"This means that you get the speed of a deferred renderer (render time = light count + mesh count) with a drastically reduced memory footprint."

The speed of a deferred renderer has nothing to do with your algorithm at all. The speed in deferred comes in the fact that you run the pixel shader once for every pixel on the screen. You make pixel shader overdraw = 0. In your algorithm you would still draw an object with a pixel shader and then another object can come along and redraw over that pixel and have to run a pixel shader again (2x for the same pixel).

The algorithm itself doesnt make much sense to me. Why is it a cube map again? What does a mesh use to find the correct light in the cubemap? Why wouldnt it just be a 2D texture of the lights? How exactly does the light get mapped into the cubemap?(its not a 3d Array, its simply 6 faces that designate up down left righ bottom top.

Yes, you don't have the experience enough to finalize your algorithm. I'm planning to do something similar to this, however you have some holes to get to the end and you are in no way related to deferred rendering by this approach.

Ideas are just that. Consider throwing together a prototype/proof of concept that actually shows the lighting method and relevant shaders, and perhaps allows for some preliminary verification and performance testing. Also consider looking into tiled forward rendering, as I think that's where things are headed in the future.

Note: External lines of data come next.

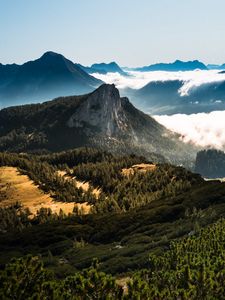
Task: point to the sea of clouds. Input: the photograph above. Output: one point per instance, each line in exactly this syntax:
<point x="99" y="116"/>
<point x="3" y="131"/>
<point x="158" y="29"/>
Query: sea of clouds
<point x="204" y="129"/>
<point x="137" y="80"/>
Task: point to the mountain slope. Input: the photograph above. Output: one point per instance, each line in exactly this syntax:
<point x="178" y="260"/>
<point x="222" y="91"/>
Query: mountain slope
<point x="103" y="68"/>
<point x="51" y="75"/>
<point x="175" y="66"/>
<point x="101" y="119"/>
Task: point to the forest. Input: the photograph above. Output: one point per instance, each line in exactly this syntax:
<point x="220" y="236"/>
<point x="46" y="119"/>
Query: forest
<point x="155" y="232"/>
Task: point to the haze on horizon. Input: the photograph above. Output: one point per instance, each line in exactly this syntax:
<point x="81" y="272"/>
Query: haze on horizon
<point x="131" y="32"/>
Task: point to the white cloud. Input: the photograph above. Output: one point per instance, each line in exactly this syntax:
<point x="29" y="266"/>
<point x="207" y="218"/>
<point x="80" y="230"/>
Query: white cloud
<point x="136" y="80"/>
<point x="203" y="129"/>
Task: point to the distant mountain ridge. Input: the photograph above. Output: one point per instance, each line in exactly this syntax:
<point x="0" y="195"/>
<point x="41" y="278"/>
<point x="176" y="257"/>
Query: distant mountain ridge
<point x="49" y="76"/>
<point x="101" y="119"/>
<point x="104" y="68"/>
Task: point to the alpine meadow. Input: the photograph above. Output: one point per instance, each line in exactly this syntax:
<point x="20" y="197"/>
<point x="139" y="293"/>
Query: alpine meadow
<point x="112" y="150"/>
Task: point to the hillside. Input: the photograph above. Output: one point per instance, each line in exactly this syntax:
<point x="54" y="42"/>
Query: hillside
<point x="101" y="119"/>
<point x="164" y="97"/>
<point x="133" y="216"/>
<point x="51" y="75"/>
<point x="104" y="68"/>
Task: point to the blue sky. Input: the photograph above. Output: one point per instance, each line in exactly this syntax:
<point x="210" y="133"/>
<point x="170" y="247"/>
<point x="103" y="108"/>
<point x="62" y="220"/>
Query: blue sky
<point x="131" y="32"/>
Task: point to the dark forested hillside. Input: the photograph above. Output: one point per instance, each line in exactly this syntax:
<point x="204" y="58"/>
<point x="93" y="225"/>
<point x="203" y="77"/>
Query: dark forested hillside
<point x="145" y="227"/>
<point x="210" y="163"/>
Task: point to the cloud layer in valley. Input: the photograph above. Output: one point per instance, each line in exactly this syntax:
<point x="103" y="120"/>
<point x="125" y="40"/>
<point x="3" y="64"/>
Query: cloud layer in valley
<point x="203" y="129"/>
<point x="136" y="80"/>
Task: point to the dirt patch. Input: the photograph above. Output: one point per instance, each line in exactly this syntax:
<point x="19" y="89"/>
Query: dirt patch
<point x="142" y="168"/>
<point x="84" y="185"/>
<point x="16" y="187"/>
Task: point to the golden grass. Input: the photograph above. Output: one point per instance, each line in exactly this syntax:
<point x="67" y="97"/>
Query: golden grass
<point x="16" y="187"/>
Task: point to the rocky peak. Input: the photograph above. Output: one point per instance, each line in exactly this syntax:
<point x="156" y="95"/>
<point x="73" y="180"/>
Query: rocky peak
<point x="103" y="110"/>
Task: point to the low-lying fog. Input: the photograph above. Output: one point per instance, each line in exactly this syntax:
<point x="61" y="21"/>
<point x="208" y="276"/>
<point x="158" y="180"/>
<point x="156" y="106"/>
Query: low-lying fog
<point x="204" y="129"/>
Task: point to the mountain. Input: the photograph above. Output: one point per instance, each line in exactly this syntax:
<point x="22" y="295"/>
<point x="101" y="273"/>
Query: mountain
<point x="210" y="163"/>
<point x="51" y="75"/>
<point x="164" y="97"/>
<point x="216" y="67"/>
<point x="173" y="67"/>
<point x="101" y="119"/>
<point x="104" y="68"/>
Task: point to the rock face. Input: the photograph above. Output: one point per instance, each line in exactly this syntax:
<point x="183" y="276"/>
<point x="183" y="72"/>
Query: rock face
<point x="102" y="109"/>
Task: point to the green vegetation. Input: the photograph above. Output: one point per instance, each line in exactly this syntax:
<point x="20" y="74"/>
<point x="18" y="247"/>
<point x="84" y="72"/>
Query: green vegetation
<point x="210" y="163"/>
<point x="155" y="227"/>
<point x="192" y="268"/>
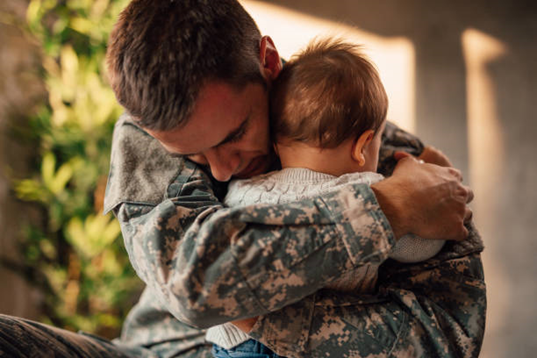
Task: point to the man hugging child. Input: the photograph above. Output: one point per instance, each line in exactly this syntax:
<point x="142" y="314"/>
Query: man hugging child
<point x="328" y="111"/>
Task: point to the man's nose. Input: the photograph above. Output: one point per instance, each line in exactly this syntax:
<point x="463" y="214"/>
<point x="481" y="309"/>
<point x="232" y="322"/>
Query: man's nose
<point x="223" y="164"/>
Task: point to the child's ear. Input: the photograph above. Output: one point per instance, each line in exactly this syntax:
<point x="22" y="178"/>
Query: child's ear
<point x="359" y="145"/>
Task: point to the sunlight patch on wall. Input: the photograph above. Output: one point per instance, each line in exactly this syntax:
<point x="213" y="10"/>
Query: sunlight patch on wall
<point x="394" y="56"/>
<point x="487" y="158"/>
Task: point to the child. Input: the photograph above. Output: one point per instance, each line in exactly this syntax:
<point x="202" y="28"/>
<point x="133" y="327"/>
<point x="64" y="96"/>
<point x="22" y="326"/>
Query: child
<point x="328" y="111"/>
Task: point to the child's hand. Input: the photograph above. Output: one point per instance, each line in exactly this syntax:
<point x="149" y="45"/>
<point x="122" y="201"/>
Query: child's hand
<point x="435" y="156"/>
<point x="429" y="155"/>
<point x="246" y="324"/>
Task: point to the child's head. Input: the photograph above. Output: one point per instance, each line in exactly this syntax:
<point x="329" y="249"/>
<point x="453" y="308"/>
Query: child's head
<point x="328" y="100"/>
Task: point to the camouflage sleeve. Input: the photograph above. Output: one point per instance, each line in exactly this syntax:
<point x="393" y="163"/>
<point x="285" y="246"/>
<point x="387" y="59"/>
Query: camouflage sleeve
<point x="211" y="264"/>
<point x="432" y="309"/>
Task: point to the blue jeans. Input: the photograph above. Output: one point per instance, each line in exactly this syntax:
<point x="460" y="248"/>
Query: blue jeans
<point x="20" y="337"/>
<point x="249" y="349"/>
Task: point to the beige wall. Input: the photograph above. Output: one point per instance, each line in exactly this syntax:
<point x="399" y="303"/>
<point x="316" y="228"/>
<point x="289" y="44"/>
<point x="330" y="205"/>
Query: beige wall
<point x="475" y="98"/>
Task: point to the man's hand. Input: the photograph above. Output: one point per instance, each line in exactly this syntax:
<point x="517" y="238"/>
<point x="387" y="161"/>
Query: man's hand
<point x="425" y="199"/>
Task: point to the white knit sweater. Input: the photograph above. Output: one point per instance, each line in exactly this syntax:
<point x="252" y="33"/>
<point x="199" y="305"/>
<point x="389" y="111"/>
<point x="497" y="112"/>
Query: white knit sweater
<point x="294" y="184"/>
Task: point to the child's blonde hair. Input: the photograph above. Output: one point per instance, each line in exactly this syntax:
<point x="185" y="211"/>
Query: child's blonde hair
<point x="328" y="93"/>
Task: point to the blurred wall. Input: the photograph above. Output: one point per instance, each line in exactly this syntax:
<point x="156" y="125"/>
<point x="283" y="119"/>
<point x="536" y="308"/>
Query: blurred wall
<point x="475" y="98"/>
<point x="19" y="89"/>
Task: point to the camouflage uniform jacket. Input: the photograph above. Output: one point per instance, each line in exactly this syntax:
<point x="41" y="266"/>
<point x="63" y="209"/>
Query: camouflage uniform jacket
<point x="205" y="264"/>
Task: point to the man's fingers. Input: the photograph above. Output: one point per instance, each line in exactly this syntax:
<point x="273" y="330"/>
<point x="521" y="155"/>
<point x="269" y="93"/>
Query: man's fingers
<point x="456" y="173"/>
<point x="470" y="195"/>
<point x="400" y="155"/>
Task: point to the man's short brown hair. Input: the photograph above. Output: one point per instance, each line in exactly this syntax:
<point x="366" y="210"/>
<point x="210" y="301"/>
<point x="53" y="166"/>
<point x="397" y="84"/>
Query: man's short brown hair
<point x="327" y="94"/>
<point x="161" y="52"/>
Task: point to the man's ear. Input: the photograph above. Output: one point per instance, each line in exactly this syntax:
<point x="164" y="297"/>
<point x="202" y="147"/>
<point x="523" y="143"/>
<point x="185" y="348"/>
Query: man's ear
<point x="359" y="145"/>
<point x="271" y="64"/>
<point x="275" y="147"/>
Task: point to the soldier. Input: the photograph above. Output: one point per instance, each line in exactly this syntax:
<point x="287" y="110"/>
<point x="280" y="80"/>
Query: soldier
<point x="193" y="76"/>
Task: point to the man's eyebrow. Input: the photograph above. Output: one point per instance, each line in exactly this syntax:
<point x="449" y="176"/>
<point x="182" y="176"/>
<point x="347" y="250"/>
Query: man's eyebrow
<point x="237" y="132"/>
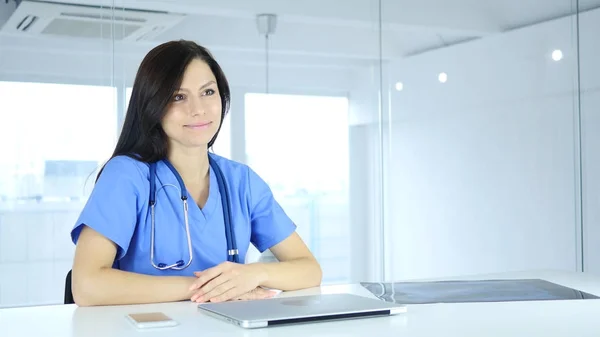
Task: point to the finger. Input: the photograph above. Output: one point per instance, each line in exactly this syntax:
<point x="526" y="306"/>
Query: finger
<point x="210" y="286"/>
<point x="257" y="294"/>
<point x="205" y="276"/>
<point x="227" y="295"/>
<point x="218" y="291"/>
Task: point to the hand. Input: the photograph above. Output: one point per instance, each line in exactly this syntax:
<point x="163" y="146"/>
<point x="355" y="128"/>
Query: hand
<point x="256" y="294"/>
<point x="226" y="281"/>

In this, the pixel shader would be run once for every light to store it in the cube maps

Generally, a cubemap represents the scene from a certain view point. For instance, they can be used to render the scene around a point and used to draw rough environment reflections on objects. "rough" because it will only be accurate from one specific position in the scene. Of course it works well for things like a skybox (which is "infinitely" far away and looks the same from every point in the scene).

So... what exactly are you putting in your cubemap? Is the end result that there will be a single texel somewhere in the cubemap for each light?

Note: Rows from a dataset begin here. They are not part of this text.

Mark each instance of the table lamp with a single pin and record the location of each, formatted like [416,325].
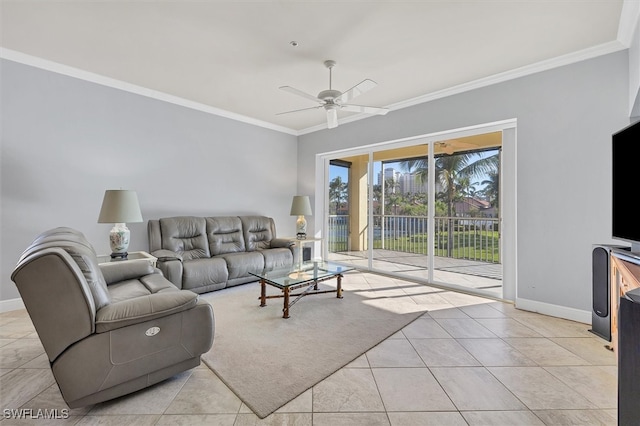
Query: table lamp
[118,207]
[301,207]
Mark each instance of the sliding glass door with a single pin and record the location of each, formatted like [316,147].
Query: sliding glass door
[428,210]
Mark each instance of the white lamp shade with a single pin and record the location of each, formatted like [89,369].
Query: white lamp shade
[120,206]
[301,206]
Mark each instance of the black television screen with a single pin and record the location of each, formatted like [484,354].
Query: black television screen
[626,174]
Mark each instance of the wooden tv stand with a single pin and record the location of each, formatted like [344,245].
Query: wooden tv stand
[625,276]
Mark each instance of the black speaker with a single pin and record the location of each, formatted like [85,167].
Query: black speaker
[628,362]
[601,290]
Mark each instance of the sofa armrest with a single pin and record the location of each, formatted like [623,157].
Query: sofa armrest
[282,243]
[170,263]
[144,308]
[164,255]
[115,272]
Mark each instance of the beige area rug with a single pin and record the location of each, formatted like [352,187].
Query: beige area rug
[267,360]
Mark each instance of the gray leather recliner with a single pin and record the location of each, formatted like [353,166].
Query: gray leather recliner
[108,330]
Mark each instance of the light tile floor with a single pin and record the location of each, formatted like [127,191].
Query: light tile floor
[468,361]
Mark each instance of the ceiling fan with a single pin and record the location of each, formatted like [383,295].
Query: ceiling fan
[333,100]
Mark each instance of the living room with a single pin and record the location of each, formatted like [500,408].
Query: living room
[68,135]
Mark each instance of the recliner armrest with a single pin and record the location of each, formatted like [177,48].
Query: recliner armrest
[282,243]
[164,255]
[115,272]
[144,308]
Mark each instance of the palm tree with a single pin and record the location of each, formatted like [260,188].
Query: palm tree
[337,192]
[452,171]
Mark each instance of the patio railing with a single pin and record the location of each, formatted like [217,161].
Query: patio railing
[472,238]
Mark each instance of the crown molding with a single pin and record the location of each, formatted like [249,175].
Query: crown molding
[549,64]
[537,67]
[58,68]
[629,18]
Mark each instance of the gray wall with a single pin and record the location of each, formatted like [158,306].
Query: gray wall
[65,141]
[565,120]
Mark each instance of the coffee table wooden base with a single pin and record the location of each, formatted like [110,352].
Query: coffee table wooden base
[312,288]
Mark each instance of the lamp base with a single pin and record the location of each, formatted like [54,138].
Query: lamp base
[301,228]
[119,241]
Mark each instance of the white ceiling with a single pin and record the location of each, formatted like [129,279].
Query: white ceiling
[234,55]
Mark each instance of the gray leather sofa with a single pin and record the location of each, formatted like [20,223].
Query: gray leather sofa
[107,330]
[203,254]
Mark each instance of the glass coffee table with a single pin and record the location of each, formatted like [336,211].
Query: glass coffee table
[306,277]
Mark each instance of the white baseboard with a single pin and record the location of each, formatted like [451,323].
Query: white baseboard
[554,310]
[11,305]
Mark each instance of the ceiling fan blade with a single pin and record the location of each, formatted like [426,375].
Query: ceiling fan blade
[299,110]
[332,118]
[365,109]
[358,89]
[300,93]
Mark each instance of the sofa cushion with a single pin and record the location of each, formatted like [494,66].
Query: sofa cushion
[277,258]
[225,235]
[240,264]
[258,232]
[185,235]
[82,252]
[129,289]
[203,272]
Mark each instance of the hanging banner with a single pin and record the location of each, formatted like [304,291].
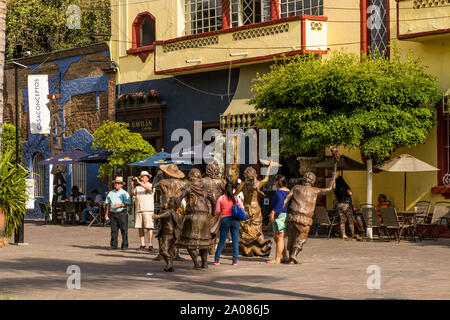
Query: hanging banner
[37,100]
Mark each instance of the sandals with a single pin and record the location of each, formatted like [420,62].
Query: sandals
[273,261]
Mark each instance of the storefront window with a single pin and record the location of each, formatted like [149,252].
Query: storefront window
[38,175]
[203,16]
[245,12]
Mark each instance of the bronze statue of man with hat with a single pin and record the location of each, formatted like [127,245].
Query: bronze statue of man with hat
[251,238]
[196,232]
[170,186]
[301,209]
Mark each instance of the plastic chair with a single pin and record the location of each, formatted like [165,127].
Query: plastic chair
[390,221]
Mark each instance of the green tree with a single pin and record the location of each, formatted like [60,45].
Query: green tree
[127,147]
[376,105]
[40,26]
[9,140]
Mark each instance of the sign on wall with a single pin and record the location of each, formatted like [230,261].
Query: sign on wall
[37,100]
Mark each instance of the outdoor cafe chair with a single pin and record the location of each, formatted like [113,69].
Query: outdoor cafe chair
[390,221]
[441,213]
[69,209]
[322,219]
[45,211]
[371,218]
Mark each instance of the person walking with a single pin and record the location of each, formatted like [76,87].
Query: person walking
[343,195]
[144,208]
[93,206]
[117,202]
[227,223]
[278,217]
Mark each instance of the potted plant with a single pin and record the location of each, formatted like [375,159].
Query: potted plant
[13,196]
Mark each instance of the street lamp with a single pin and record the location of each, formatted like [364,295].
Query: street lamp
[19,232]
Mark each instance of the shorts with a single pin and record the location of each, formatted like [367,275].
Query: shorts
[144,220]
[362,218]
[275,225]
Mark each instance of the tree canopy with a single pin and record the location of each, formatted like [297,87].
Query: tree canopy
[376,105]
[9,140]
[40,26]
[127,146]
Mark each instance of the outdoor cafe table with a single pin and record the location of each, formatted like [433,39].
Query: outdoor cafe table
[61,207]
[410,217]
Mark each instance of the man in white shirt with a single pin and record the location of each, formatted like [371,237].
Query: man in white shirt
[144,208]
[92,206]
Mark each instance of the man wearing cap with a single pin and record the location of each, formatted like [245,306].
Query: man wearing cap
[117,202]
[144,208]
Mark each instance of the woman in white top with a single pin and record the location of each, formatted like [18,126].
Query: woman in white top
[143,209]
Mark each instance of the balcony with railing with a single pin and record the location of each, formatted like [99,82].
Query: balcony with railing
[420,19]
[242,45]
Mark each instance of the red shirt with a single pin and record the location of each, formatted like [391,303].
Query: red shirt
[224,205]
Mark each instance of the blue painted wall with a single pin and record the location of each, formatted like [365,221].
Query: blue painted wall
[81,139]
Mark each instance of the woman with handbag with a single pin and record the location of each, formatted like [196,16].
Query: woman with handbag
[228,223]
[278,218]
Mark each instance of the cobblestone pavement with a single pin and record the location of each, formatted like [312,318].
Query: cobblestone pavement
[330,269]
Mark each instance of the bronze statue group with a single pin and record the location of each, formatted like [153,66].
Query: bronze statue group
[195,227]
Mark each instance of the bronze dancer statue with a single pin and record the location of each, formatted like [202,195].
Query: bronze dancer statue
[196,232]
[251,238]
[216,187]
[301,210]
[170,230]
[170,186]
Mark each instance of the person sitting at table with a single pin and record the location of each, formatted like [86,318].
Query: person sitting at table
[76,195]
[382,203]
[93,205]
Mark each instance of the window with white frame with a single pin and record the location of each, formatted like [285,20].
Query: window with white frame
[203,16]
[290,8]
[79,176]
[38,175]
[245,12]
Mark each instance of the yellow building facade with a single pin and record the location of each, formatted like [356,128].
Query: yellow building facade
[201,55]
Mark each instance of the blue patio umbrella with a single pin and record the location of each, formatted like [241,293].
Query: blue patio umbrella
[98,157]
[196,152]
[66,157]
[152,161]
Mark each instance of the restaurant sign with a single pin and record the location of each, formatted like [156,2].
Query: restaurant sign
[144,125]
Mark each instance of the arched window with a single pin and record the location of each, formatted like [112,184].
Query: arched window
[144,30]
[38,175]
[79,176]
[148,35]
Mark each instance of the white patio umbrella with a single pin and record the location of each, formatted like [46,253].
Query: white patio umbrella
[406,163]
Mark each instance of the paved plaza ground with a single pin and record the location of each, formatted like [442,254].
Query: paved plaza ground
[330,269]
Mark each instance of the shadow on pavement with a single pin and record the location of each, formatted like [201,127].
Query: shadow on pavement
[128,274]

you could find out how to color each fragment by getting a vector from the camera's position towards the mesh, reflect that vector off the mesh, and finally find which light that reflection vector is pointing at in the cube maps.

What are the chances that that reflection vector will line up exactly with the texel that contains the light information? Pretty small. Or does your cubemap contain large areas that cover a light's influence? If so, how would you handle overlapping lights?

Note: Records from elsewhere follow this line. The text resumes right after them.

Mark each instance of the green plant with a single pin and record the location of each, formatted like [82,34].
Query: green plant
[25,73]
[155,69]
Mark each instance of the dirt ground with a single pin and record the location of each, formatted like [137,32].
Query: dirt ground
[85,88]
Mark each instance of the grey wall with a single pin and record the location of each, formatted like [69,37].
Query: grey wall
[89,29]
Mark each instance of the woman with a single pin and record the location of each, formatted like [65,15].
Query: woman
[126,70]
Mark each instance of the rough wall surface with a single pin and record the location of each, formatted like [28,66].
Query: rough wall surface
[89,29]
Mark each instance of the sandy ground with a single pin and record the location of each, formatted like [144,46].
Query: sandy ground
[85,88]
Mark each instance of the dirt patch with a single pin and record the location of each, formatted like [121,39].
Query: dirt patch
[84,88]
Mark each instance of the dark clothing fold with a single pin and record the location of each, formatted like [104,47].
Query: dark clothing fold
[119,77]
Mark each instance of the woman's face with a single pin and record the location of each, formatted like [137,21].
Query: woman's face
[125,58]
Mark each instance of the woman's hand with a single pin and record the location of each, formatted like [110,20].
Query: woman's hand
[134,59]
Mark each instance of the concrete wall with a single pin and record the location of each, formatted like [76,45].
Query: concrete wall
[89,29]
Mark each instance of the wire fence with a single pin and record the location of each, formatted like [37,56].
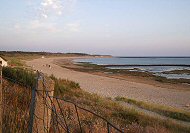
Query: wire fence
[16,106]
[38,110]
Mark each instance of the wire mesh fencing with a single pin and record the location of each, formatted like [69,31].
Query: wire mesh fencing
[37,110]
[16,105]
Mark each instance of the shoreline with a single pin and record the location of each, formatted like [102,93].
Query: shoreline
[112,87]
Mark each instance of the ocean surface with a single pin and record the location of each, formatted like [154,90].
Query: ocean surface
[175,63]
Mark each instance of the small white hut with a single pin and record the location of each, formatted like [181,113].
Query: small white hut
[3,62]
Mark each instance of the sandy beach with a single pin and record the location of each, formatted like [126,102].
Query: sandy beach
[112,87]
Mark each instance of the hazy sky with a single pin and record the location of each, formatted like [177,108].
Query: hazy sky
[116,27]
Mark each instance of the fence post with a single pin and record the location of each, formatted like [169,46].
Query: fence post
[43,105]
[1,100]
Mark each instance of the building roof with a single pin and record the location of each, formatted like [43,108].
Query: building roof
[3,58]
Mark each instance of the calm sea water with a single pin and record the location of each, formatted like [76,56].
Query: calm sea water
[157,70]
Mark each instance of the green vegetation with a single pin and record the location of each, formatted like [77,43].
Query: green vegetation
[166,111]
[105,107]
[22,76]
[109,109]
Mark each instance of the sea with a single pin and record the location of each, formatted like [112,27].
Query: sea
[156,65]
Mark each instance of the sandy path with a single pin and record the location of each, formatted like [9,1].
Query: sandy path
[111,87]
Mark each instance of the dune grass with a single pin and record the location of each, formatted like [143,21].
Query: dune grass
[109,109]
[162,110]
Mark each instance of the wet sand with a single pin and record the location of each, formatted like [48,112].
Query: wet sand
[112,87]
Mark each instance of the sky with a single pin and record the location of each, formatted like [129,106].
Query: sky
[114,27]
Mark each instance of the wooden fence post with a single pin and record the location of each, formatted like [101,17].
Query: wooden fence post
[43,104]
[1,100]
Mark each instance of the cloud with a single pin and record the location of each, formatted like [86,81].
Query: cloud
[73,27]
[51,8]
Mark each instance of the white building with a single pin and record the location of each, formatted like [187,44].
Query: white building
[3,62]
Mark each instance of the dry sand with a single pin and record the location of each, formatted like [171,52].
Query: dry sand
[111,87]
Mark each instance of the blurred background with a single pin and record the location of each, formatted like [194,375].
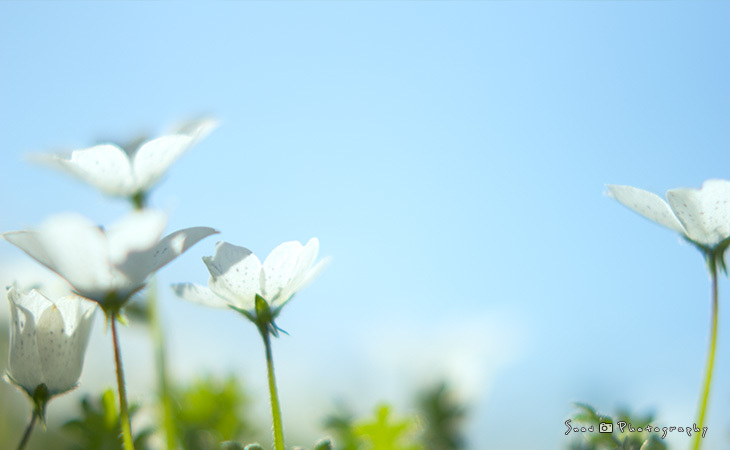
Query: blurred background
[450,156]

(also, reflecting the eye vector off the mesh will help you calculate the specular component, what about diffuse?)

Maybe I'm just not understanding your description, but I still don't see how your algorithm makes any sense. As Promit suggested, try coming up with a proof of concept. I think it will quickly become obvious where things fall apart.

I'm not going to go into much depth here, but almost everything you have said really shows your inexperience. Based on that, I would just say don't plan on doing this. You can make games look good with forward rendering, deferred whatever. Don't try to implement the greatest lighting model when you aren't fully grasping things. Really quickly:

"then once more for every mesh when rendering to a final output buffer; just like a deferred renderer."Overdraw can occur regardless of what rendering method is used"
Uh....deferred rendering has 0 pixel shader overdraw. The initial filling of the buffers of course will have some overdraw, but its not like its wasting time running crazy pixel shaders. All lighting shaders are run once for ever pixel. 0 pixel shader (lighting) overdraw.

"but it can be reduced if each object is sorted in the scene based on its position from the camera (but I'm not really worried about it at the moment)."
Yes. In a deferred renderer you would be doing this as well to reduce the G-Buffer initial pass overdraw, but not the lighting pass overdraw.

"Think of having a skybox but with a bunch of lights' colors and positions only."
So I have a 3d light: A and B. A = vec3(-100,10,0) B = vec3(-110,10,0). Where would these be rendered into the cube map? If you use simply their position as a vector to render to the cube map....they render to the same spot. A cube map is 6 2D textures, it is not a 3d array. A 3D array would be a cube map with slices cut through it. and even then an actual 3d Texture wouldnt work for your algorithm. Not going to explain to you why because I don't think you will get it.


"Then, as I noted earlier, you could find out how to color each fragment by getting a vector from the camera's position towards the mesh, reflect that vector off the mesh, and"
This wont work. If you are actually rendering the cube map lights as actual spherical geometry... then what you have essentially is cube mapping/environment mapping. But you would have to render all the lights each frame for each mesh. So much wrong with this algorithm.
And if you are talking about rendering geometry, what happens when 2 lights geometry overlap in the cube map?

"What are the chances that that reflection vector will line up exactly with the texel that contains the light information? Pretty small. Or does your cubemap contain large areas that cover a light's influence? If so, how would you handle overlapping lights?"

Same thing I said pretty much. If you are only rendering to 1 pixel your light information, then it is still wrong. Noither approaches will work.